The accusatory instrument alleging driving while intoxicated in violation of Vehicle and Traffic Law § 1192 (3) is facially sufficient. The information alleged that defendant committed the offense in a “parking lot” at a specified location. Vehicle and Traffic Law § 1192 (3) does not set forth the locations where driving while intoxicated is prohibited. Vehicle and Traffic Law § 1192 (7) applies the sanction, inter alia, to parking lots, with exclusions for small lots and those on private property otherwise occupied by a one- or two-family residence (see also Vehicle and Traffic Law § 1100 [a]; McLaurin v Ryder Truck Rental, 123 AD2d 671, 673 [1986]; People v Murphy, 169 Misc 2d 357, 359 [App Term, 9th & 10th Jud Dists 1996]). An allegation that the offense occurred in a “parking lot” suffices to allege that the offense occurred in a place in which the intoxicated operation of a motor vehicle is subject to the penal sanction. Although the relevant definitions of a parking lot explicitly exclude certain classes of locations, the exclusions involved herein need not be pleaded.

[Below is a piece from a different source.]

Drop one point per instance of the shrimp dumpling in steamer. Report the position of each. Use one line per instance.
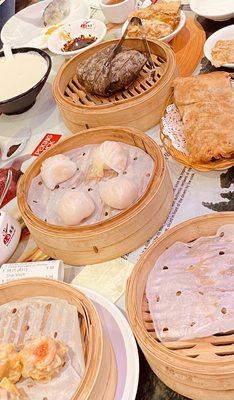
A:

“Legislative intent to create an exception has generally been found when the language of exclusion is contained entirely within a Penal Law provision .... [However, where t]he exclusionary language . . . does not provide a complete definition of the class of cases that the Legislature intended to remove from the ambit of [the offense] . . . the [exclusion] operates as a proviso that the accused may raise in defense of the charge rather than an exception that must be pleaded by the People in the accusatory instrument” (People v Santana, 7 NY3d 234, 237 [2006]; see e.g. People v Williams, *1966 NY2d 659 [1985]).

Here, the exclusions for certain types of parking lots are not part of the provision defining the offense, i.e., Vehicle and Traffic Law § 1192 (3), and thus are merely provisos that need not be pleaded. Given the specificity with which the instrument alleged the location of the offense’s commission, defendant was placed on ample notice of the time, place and manner in which the offense was committed.

We find defendant’s remaining contentions unpreserved or without merit.

Rudolph, EJ., Tanenbaum and Molía, JJ., concur.